Going back at least as far as the 1920s, suggestions were made that such
half-human creatures could combine the basic intelligence of humans with
the strength and obedience characteristics of certain animals, most notably apes.

In the 1930s, succesful experiments proved that under certain conditions,
human egg/sperm could be combined with animal egg/sperm in a test tube,
and made to grow to a certain extent.

When news of this leaked out, there was a public outcry, including from the
Pope.  The experiments were supposedly halted, but in all likelihood, continued in secret.
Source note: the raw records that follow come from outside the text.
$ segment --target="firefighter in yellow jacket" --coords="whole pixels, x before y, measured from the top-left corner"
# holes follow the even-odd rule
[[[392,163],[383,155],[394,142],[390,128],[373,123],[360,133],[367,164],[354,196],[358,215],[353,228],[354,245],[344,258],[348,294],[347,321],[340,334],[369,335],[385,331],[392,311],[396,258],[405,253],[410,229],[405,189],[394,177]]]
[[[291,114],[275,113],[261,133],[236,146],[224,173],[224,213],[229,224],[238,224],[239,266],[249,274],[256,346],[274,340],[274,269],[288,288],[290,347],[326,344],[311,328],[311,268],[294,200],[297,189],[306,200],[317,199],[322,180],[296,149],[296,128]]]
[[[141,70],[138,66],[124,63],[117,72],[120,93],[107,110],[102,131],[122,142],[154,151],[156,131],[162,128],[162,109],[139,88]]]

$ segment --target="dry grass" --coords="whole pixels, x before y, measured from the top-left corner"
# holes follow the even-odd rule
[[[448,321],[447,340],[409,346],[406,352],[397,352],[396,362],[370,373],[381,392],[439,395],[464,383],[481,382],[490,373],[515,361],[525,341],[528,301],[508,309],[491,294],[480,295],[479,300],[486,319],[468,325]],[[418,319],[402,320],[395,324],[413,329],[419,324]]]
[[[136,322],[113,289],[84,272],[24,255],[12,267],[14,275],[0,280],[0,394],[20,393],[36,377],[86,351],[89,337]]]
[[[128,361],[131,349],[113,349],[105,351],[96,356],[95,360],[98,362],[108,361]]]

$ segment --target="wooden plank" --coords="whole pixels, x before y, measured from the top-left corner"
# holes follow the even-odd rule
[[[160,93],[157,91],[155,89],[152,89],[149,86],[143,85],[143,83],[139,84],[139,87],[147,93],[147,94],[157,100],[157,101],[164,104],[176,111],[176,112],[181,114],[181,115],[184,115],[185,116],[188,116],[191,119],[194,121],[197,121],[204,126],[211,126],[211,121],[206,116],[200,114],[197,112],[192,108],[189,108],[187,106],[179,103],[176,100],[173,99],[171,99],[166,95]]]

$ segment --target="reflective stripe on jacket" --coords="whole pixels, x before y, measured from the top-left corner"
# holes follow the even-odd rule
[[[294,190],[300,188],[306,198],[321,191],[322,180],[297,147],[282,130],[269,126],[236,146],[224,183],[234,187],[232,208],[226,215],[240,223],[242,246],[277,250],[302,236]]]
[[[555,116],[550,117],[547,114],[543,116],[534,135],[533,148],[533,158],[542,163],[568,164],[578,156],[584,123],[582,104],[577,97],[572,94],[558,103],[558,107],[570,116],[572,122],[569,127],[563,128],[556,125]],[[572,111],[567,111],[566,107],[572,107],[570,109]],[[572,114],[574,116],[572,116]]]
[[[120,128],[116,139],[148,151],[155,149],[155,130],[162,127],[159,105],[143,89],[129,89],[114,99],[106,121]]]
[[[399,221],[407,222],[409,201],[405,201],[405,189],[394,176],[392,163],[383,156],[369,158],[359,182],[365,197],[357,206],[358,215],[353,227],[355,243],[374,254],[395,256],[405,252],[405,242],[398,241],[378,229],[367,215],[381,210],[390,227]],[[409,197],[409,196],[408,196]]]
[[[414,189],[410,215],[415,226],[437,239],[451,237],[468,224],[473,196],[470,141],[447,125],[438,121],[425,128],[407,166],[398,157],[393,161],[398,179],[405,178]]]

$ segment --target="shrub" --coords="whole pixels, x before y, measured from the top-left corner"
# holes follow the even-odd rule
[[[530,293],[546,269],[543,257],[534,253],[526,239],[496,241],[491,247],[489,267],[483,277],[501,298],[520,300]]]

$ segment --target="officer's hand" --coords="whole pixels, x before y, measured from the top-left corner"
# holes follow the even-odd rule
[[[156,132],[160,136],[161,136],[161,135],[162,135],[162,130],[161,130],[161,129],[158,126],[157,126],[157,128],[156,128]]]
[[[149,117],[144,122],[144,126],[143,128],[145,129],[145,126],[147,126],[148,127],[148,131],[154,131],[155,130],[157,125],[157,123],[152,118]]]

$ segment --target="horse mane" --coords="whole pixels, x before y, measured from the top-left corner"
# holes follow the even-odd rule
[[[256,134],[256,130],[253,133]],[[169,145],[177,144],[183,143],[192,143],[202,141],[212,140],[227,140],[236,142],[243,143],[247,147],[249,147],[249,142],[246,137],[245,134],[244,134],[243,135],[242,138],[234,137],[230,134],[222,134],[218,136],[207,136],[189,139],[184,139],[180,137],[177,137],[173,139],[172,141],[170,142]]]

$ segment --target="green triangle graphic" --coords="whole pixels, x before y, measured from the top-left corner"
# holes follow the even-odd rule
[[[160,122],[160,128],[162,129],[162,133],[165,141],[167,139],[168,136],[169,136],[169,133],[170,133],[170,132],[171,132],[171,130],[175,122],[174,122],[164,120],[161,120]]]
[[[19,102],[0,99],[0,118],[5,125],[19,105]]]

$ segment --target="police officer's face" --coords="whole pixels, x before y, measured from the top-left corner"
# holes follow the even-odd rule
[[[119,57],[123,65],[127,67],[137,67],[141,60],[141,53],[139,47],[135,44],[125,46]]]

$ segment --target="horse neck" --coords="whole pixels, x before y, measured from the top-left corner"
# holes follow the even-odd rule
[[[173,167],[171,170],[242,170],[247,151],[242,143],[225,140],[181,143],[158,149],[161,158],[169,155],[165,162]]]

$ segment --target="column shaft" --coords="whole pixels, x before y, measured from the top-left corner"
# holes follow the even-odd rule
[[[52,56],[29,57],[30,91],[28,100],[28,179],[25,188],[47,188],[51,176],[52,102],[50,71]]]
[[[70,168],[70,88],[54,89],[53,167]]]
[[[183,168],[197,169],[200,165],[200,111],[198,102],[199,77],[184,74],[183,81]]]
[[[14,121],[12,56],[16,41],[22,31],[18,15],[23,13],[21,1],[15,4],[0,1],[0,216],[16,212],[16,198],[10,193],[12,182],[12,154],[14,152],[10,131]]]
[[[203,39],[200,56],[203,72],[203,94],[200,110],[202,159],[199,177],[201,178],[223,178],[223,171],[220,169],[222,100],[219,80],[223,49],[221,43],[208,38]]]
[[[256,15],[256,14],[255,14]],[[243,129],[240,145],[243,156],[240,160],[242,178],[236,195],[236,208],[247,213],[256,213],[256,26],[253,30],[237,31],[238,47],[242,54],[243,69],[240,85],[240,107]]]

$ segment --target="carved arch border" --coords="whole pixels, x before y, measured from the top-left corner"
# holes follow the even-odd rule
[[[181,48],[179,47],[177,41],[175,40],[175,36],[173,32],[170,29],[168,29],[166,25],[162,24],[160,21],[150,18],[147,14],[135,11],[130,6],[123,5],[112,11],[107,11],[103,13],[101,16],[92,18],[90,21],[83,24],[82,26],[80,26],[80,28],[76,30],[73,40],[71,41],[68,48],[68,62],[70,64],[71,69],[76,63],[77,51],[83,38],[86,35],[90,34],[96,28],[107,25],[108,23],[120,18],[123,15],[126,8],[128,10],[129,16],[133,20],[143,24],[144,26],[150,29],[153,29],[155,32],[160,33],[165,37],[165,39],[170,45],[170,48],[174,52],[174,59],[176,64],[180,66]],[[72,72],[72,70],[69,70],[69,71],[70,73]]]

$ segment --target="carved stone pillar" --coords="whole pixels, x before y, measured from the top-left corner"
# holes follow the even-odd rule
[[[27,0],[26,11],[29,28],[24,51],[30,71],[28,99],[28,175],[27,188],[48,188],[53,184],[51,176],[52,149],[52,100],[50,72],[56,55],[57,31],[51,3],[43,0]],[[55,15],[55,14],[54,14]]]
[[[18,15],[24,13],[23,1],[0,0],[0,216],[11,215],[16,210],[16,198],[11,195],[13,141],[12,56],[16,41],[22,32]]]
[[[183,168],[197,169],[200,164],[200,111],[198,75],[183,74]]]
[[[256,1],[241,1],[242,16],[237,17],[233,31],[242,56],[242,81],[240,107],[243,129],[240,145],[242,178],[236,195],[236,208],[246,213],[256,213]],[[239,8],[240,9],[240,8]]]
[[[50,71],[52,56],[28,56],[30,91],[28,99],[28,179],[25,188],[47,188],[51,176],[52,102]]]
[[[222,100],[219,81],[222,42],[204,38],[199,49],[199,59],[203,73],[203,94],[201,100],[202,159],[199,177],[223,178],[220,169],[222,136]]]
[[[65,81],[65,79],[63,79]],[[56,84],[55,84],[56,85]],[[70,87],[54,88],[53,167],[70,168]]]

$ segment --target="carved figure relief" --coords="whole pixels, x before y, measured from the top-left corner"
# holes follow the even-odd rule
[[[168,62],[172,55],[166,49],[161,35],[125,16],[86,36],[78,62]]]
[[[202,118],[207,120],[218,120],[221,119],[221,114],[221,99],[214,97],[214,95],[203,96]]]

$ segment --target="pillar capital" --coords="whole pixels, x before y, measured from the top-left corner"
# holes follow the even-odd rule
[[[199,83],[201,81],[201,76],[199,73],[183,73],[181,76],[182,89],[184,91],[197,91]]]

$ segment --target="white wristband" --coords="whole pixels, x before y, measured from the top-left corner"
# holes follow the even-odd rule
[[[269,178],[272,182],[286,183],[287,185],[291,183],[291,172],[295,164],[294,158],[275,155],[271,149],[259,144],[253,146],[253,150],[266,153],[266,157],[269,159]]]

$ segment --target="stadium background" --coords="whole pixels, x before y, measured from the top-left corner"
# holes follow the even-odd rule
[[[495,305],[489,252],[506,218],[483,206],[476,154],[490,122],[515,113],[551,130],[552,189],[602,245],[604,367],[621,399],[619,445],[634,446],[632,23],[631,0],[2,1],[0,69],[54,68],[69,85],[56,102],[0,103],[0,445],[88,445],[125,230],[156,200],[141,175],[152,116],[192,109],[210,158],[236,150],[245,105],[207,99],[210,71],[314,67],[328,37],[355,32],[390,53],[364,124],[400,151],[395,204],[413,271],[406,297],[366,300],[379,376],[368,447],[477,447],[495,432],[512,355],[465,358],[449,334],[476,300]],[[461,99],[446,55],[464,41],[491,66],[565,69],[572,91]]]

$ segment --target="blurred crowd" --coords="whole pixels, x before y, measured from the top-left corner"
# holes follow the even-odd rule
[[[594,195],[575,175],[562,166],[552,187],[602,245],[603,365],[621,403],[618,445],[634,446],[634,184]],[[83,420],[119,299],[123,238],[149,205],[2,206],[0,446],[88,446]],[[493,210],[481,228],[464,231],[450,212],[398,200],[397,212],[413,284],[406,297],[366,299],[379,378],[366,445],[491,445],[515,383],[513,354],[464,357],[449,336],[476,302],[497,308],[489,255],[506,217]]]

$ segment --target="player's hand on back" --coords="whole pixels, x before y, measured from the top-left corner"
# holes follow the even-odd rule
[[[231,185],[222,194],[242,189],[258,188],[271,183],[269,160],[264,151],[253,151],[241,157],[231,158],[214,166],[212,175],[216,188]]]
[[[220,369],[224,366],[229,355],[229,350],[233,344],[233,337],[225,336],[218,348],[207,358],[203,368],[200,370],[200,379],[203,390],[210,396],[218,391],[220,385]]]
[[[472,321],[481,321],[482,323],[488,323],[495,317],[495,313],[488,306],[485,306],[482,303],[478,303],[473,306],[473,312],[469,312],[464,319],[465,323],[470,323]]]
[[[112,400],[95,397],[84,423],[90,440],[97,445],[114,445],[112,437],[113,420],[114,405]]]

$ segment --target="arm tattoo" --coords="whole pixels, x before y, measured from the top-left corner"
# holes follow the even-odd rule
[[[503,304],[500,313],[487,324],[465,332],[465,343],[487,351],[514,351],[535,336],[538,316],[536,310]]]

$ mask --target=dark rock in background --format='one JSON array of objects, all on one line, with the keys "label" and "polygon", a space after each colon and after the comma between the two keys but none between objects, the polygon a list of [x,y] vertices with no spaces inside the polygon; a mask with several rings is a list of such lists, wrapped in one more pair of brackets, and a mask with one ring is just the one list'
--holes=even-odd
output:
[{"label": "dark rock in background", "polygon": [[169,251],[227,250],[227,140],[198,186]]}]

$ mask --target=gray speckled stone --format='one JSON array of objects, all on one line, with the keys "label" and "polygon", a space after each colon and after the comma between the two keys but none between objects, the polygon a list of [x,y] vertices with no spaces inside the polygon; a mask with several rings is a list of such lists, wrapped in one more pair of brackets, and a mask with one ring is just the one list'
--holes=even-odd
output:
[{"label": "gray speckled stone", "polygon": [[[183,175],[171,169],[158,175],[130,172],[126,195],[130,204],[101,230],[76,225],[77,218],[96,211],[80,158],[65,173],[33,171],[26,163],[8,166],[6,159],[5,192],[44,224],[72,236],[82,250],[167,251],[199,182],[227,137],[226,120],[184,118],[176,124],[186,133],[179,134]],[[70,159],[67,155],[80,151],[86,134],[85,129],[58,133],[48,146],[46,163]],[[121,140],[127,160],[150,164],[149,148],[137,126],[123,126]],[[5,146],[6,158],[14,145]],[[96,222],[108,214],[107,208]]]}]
One hypothesis is that some form of anti-gravity or artificial-inertia has been
developed that can endow aircraft with extraordinary flight and maneuver
capabilities--- but that the force field produced by such propulsion is fatal after
only a few hours of exposure to it.

Enter the expendable half-human, which has no legal protections.

Such creatures could be intelligent enough to be trained to fly and maneuver
over simple courses.  But between their own limitations, and the limitations of
experimental aircraft, the occasional mishap is to be expected, accounting
for some of the sightings and crashes.

With the recent developments of drones and computerized artificial
intelligence, the need for these "biological" pilots will rapidly decrease,
except in the case of bio-computers which use brain tissue to form processors.

All of this is, of course, pure speculation.

Please excuse me now, there is a knock at my door.
My oh my, why are both those men at the door dressed in black suits?
Hey! Where are you taking me? Let go! AAAAAHHHH!!!!